In the early 90’s, the Internet was very unlike what we see or think of today. Interacting and sharing information was with Usenet newsgroups, forums, anonymous ftp sites, email, and email lists. I was so influenced by these early Internet movements that I started an Internet Service Provider, ISP, with a rack of ZyXEL modems, and a “co-location” (COLO) offering that was literally in my closet, during this time (with Novell’s permission) called Infonaut.com. I sold this ISP a few years later to another ISP.
During this time of change and Internet adoption were various technical conferences, like USENIX, where information and trends were shared. At one USENIX conference I attended, I was sitting at a small table eating lunch, surrounded by lots of people doing the same, and I see Dennis Ritchie (co-inventor of the C Programming Language with Brian Kernighan) walking toward, then past, me. Cool, at least this was for me at that age. He was one smart dude, no doubt. Regardless of what you know of him, in high-tech software and platforms he is clearly a demi-god; or at least the trio of him, Ken Thompson and Brian Kernighan being demi-gods together. This trio of collaborators created the very influential UNIX operating system while at Bell Labs back in the ‘70s. It would be hard to argue against this creation being the most valuable and influential software platform, invented to date. The simplicity, approach, technical implementation and architecture were ahead of their time and, though many find UNIX cryptic or difficult, it was easily extendable. There may have been better OS approaches around at the time, or even since, but none have had the influence of what they created.

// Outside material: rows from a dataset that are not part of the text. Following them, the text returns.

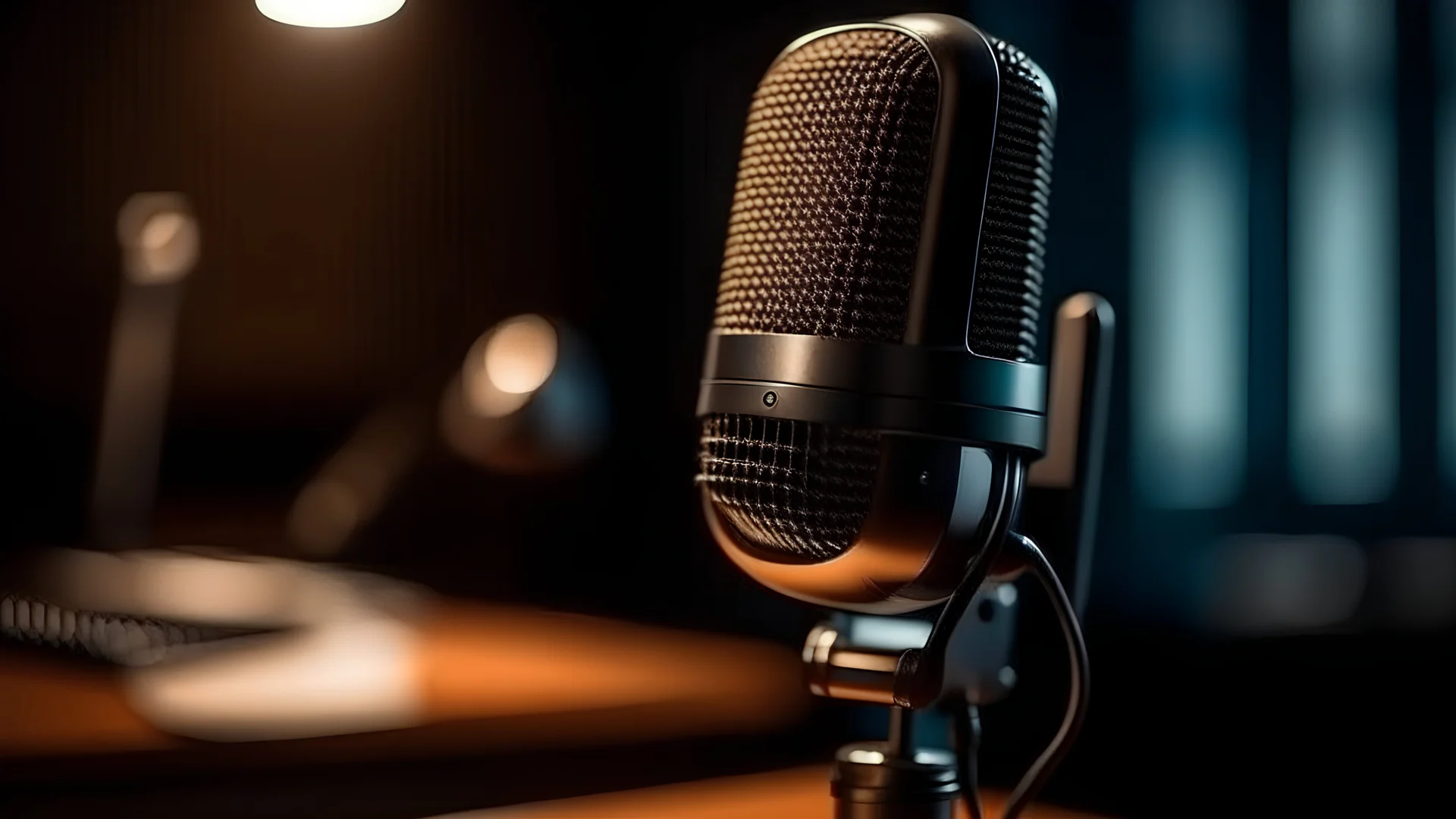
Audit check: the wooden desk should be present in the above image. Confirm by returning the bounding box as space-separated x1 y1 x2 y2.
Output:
0 601 808 780
454 767 1094 819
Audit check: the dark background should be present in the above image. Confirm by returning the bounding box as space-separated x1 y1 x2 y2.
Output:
0 0 1456 816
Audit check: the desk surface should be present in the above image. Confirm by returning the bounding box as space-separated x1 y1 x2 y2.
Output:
448 767 1092 819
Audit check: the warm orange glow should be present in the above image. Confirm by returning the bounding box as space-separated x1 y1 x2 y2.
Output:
435 767 1094 819
256 0 405 28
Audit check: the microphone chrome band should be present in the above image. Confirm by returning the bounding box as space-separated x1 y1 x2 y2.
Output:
698 331 1046 453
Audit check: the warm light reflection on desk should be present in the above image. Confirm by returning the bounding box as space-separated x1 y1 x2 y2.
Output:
437 767 1092 819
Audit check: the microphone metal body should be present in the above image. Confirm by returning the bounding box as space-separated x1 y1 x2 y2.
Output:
698 14 1057 613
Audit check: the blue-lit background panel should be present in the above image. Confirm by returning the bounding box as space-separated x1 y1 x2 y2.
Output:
1288 0 1401 504
1431 0 1456 494
1130 0 1249 509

In early 1991 I had a “pizza box” NeXT computer on my desk. It was one of the few NeXT computers in the company. I was a huge fan of the NeXT, its MACH microkernel and BSD UNIX operating system, the use of Objective-C, and its clever user interface and collective OS experience, called NeXTSTEP. To this day, I still have the “dock” on my Macbook on the lefthand side mimicking what NeXTSTEP did. There is a cool history about this platform starting with Steve Jobs at Apple, then after “leaving”, or being asked to leave, Apple, starting NeXT, finding and working with Avie Tevanian, who was very bright out of CMU working on MACH, Apple then buying NeXT, Steve becoming CEO again and then Apple adopting NeXTSTEP as the basis for MacOS. But, I already digress.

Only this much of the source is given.